ANGLO-GALLIC. Henry VI. 1422-1461. AV Salut d’or (27mm, 3.47 g, 4h). Saint-Lô mint; im: lis. Arnoulet Rame, mintmaster. Second issue, struck 1423-1449. ҺЄИRICVS : DЄI : GRA : FRACORVm : Z : AGLIЄ : RЄX, the Annunciation: the Virgin, standing facing, receiving tablet inscribed AVЄ from the Archangel Gabriel standing left; heavenly light above, two coats-of-arms below; pellet under the final Є / XPC · VIИCIT · XPC · RЄGИAT · XPC · ImPЄRAT (mullet stops), Latin cross; lis to left, lion passant to right, and Һ below; all within polylobe, with inward-facing lis in each point; pellet under the final R. Elias 271d; cf. Poey d'Avant 3184; Schneider 124; Friedberg 18 and 301 (France). Superb EF. Exceptional strike.
The only son and heir of Henry V and Catherine de Valois, and the grandson and heir of Charles VI of France, Henry VI was a person in whom many great expectations were invested, but who, because of his age and mental ill-health, not only precipitated the onset of the so-called “Wars of the Roses”, but also reinvigorated French confidence in the Hundred Years War through English mismanagement and the appearance of Jeanne d’Arc.

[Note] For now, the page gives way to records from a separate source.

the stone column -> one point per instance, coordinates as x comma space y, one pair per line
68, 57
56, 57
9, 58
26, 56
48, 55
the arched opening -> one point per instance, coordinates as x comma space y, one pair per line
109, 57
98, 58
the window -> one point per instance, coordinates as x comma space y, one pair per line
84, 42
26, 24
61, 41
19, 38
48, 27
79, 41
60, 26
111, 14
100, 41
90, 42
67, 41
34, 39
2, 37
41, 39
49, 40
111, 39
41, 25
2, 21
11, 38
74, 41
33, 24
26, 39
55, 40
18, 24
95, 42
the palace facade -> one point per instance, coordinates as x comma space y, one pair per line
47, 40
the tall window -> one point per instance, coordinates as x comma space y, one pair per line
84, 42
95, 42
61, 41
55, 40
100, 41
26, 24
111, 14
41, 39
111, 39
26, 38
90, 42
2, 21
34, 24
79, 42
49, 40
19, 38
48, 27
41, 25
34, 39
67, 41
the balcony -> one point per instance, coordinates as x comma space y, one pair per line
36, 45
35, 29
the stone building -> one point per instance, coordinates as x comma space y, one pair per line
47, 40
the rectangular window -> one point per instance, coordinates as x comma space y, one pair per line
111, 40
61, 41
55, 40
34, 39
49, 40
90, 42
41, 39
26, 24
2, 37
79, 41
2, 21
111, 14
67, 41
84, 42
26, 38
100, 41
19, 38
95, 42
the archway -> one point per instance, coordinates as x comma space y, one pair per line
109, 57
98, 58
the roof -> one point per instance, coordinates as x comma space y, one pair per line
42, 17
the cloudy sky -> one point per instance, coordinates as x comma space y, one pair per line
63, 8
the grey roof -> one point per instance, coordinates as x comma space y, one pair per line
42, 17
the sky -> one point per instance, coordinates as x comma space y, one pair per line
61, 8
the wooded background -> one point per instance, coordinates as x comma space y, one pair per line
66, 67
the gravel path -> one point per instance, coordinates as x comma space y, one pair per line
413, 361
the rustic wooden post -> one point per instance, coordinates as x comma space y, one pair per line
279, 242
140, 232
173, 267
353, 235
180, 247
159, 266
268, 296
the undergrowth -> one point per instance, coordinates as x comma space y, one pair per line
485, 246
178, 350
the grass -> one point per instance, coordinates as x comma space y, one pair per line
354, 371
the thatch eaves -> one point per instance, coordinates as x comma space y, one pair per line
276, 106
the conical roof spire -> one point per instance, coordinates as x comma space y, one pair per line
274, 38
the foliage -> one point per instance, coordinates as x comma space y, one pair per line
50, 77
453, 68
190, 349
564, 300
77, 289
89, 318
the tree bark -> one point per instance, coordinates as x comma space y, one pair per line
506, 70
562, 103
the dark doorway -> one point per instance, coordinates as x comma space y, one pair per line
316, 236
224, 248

Henry VI became king in 1422 with the sudden death of his father, a baby of only nine months. During the king’s minority, a tripartite regency was established, made up of the king’s uncles. By 1424, however, factionalism between the regents began to arise, so that by 1429 when Henry VI achieved his majority, many of the successes of Henry V in France were lost. During the first four years the reign of Henry VI, the salut d’or in the name of the young king was minted in the Gascon territory still under English control. The medieval religious imagery is readily apparent with the use of the Annunciation on the obverse and the lis and leopard passant, symbols of France and England respectively, flanking the cross on the reverse. The obverse is particularly apropos, since like the birth of the Divine Savior who would bring peace to a weary world, the son of the King of England and the daughter of the King of France would bring together the war-weary French and English nations.